Besides, two relatively junior parliamentarians, Lohan Ratwatte (Kandy district) and Vidura Wickremenayake (Kalutara district) have challenged President Sirisena’s ability to lead the party to victory at future elections, hinting that public support still rests with Rajapaksa. The sons of two former strongmen in the party- late Minister Anurudhdha Ratwatte and former Prime Minister Ratnasiri Wickremenayake- their opinions might be the first shots in a volley of further fire.

Matters will come to a head when the party is confronted with the Local Government elections early next year. President Sirisena is already on record saying that he will lead the SLFP campaign at the poll. The President is confident of victory but also wants the party to go it alone, rather than aligning itself with the smaller parties of the United Peoples’ Freedom Alliance (UPFA), the signature coalition of his predecessor. However, sections of the UPFA are still lobbying for the Alliance to contest together with the SLFP, arguing that any divisions in the so-called ‘anti-government’ vote would only be advantageous to the UNP.

Adding fuel to the fire is Transport Minister and former Leader of the Opposition Nimal Siripala de Silva. His recent comments that good governance has ‘gone to pieces’ (yahapaalanaye keltih ne) earned him much publicity but also calls in to question the SLFP’s cohesiveness as a political entity.

While critical comments from the likes of Wickremenayake and Ratwatte, ranked lower in the party hierarchy, may not be of great significance, Silva’s statements cannot be dismissed lightly. He is a seasoned campaigner and is, most of all, a survivor in the snake pit of SLFP politics.

It is no secret that Silva was one of those sought after by those campaigning for Rajapaksa’s ouster but he stayed put in the Rajapaksa camp and was a leading light in the former President’s unsuccessful re-election effort. However, no sooner had Rajapaksa lost, Silva cast his lot with newly elected President Sirisena and was rewarded with the Leader of the Opposition post.

Presidential election

Silva did not hide his prime ministerial ambitions and was making noises to that effect but when there was a clamour from within the SLFP for Rajapaksa to be reinstated as Prime Minister should the UPFA win the August general election, Silva acquiesced, showing his capability to swim with the tide instead clinging on to political principles.

As a minister Silva has time and again irked the UNP, making comments directly antagonistic to the party, thereby jeopardising the working relationship between the two parties which is essential if this government is to achieve its commitments, most of which require a two-thirds majority in Parliament.

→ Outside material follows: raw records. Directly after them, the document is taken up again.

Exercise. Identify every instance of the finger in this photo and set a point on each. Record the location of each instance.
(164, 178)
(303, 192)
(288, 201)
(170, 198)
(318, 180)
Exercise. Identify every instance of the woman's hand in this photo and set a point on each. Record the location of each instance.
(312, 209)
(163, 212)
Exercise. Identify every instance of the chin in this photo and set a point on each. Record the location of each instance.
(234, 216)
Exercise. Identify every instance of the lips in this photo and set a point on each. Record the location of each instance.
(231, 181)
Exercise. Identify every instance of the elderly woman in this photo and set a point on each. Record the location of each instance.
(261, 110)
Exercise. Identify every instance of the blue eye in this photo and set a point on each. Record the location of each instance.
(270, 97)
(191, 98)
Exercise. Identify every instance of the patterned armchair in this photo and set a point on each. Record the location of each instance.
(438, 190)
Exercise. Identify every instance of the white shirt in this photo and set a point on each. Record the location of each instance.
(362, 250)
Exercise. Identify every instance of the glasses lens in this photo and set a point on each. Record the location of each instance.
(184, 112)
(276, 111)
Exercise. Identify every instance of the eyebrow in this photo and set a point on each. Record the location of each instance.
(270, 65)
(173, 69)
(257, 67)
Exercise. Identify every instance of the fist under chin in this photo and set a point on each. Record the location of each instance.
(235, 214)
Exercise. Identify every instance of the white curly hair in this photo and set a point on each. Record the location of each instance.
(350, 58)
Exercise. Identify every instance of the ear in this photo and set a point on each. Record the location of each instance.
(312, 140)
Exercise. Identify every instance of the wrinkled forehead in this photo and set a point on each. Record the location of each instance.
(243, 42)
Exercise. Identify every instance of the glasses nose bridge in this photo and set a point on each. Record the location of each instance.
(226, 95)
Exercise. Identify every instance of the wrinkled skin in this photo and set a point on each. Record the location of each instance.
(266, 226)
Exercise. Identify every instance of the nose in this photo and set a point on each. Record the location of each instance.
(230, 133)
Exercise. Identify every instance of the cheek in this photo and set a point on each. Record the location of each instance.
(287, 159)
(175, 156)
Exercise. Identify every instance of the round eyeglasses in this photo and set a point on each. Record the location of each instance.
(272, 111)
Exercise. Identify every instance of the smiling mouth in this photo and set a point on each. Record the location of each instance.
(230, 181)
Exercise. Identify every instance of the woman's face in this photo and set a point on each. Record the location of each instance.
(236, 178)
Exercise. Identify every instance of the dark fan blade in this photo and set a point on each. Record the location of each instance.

During the funeral of Ven, Maduluwawe Sobitha Thera the President pledged to abolish the Executive Presidency and on Tuesday, at a ceremony held to grant dual citizenship to Sri Lankans domiciled overseas he re-iterated this promise, adding that proposals to this effect, along with electoral reforms would be submitted to Cabinet. These are indeed the core promises of the government and its mandate could be attributed to the faith the electorate kept in delivering on these pledges. It is heartening to note that the President has not abandoned them one year after he defected from the Rajapaksa government and announced his candidature at the presidential election. However, both the President and the Prime Minister have many miles to travel and more promises to keep before they could rest assured that the concept of good governance is well and truly entrenched in Sri Lanka’s political culture.